As famílias que realizaram alguma viagem no ano passado passaram a gastar menos. Segundo a pesquisa, os gastos realizados em decorrência das viagens turísticas caíram de R$ 11 bilhões em 2020 para R$ 9,8 bilhões em 2021, já descontada a inflação no período.

“Pode ter a ver [com a crise econômica]. Vimos que os domicílios tiveram queda de rendimento” avalia Flávia Vinhaes, analista do IBGE responsável pela pesquisa.

Contrariamente ao que ocorreu na pesquisa de 2019, a hospedagem na casa de amigos ou parentes foi a principal forma de alocação em 2020 e em 2021, representando 42,9% dentre as alternativas no ano passado. Em segundo lugar ficou a opção hotel, resort ou flat.

Falta de dinheiro impede viagens

O IBGE também perguntou aos entrevistados sobre o principal motivo pelo qual nenhum morador do domicílio havia viajado naquele ano.
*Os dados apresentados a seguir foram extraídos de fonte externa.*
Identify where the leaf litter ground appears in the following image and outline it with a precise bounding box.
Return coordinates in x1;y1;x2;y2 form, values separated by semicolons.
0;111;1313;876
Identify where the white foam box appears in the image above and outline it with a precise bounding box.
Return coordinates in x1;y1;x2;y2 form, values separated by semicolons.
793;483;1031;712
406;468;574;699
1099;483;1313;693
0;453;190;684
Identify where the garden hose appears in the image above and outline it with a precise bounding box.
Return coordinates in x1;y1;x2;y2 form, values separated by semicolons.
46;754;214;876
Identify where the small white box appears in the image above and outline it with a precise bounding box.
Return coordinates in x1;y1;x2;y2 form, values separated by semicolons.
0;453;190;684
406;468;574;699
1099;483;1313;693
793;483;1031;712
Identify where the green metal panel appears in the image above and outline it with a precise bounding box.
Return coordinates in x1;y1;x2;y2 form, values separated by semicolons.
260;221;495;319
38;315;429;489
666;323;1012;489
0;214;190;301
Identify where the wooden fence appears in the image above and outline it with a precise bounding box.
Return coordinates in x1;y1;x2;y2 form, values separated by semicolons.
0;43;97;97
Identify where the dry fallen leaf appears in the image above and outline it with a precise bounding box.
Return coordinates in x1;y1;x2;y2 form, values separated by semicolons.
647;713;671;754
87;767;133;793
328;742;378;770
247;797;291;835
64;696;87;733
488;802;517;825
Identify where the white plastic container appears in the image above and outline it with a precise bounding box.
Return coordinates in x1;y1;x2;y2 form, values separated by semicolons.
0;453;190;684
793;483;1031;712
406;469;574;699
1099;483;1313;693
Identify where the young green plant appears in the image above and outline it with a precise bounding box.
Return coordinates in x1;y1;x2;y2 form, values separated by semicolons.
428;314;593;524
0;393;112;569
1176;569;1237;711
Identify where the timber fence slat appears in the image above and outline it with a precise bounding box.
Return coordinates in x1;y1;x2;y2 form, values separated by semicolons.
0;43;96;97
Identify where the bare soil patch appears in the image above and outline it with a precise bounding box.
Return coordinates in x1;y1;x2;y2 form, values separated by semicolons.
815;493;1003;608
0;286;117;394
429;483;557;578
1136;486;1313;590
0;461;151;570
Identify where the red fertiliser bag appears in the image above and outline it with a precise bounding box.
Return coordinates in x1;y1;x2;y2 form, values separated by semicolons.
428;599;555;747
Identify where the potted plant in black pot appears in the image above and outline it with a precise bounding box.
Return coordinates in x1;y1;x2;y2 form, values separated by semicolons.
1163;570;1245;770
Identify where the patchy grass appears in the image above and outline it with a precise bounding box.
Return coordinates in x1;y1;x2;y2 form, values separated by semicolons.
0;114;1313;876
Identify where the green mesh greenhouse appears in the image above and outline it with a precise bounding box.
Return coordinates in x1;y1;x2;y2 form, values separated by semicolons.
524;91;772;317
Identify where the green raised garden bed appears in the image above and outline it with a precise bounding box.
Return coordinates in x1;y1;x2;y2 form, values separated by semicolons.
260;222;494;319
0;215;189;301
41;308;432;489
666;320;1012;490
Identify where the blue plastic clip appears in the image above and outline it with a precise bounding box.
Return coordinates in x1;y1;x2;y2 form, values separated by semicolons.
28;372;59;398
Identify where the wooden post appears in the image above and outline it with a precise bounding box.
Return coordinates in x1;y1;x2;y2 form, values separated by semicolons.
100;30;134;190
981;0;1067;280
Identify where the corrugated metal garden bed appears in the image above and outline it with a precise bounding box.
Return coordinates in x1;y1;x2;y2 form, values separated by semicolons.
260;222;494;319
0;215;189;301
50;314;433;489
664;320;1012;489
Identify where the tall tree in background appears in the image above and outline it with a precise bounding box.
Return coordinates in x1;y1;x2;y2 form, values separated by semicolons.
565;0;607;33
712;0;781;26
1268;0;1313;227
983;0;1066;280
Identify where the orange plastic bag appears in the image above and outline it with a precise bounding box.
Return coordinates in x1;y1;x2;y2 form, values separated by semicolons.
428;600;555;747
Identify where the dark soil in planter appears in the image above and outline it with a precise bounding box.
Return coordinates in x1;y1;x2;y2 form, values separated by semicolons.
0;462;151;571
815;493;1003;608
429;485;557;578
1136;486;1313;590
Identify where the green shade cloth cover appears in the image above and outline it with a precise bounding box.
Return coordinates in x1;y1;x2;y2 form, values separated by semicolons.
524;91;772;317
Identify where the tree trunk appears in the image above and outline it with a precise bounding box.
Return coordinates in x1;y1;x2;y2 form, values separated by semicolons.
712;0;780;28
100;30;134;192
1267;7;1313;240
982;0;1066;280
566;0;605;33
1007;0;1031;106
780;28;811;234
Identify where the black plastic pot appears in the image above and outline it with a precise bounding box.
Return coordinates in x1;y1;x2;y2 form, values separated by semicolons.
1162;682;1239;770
Em 2021, 30,5% alegaram ter sido por falta de dinheiro, 20,9% por outros motivos [como a crise sanitária], 20,8% por não ter havido necessidade e 8,3% por falta de tempo.

Segundo o IBGE, a categoria “outro” foi superdimensionada por causas relacionadas à crise sanitária, como a necessidade de afastamento social, impossibilidade de pegar voos ou infecção pelo coronavírus no período investigado.

Pelo recorte de renda, a pesquisa aponta ainda uma desigualdade entre as motivações de não viagem: a falta de dinheiro, descontada a categoria “outro”, foi o principal impedimento para realização de viagens entre os lares com rendimento abaixo de dois salários mínimos.

Falta de tempo também trava passeio

Já entre as famílias com rendimento de dois ou mais salários mínimos, a falta de tempo e de necessidade foi o que predominou.

As famílias com menor poder aquisitivo são as que mais sentem dificuldades para realizar viagens. Dos 61,1 milhões de domicílios onde não foram registradas viagens dos moradores em 2020, 84,2% tinham renda inferior a dois salários mínimos a valores de 2020.

Em 2021, esse percentual foi de 86,2%, considerando uma base de 62,4 milhões de domicílios onde não foram registradas viagens dos moradores nos três meses que antecederam a entrevista.

Mesmo as famílias de menor renda que realizaram viagens acabaram por fazê-las, em sua maioria, em função de uma razão bem distinta daquelas de maior poder aquisitivo.

Nos lares com renda per capita abaixo de meio salário mínimo, 35,1% das viagens pessoais em 2021 foram para tratamento de saúde e apenas 14,3% para lazer. Já nos domicílios com renda per capita de quatro ou mais salários mínimos, 57,5% das viagens foram para lazer e apenas 4,4% para tratamento de saúde.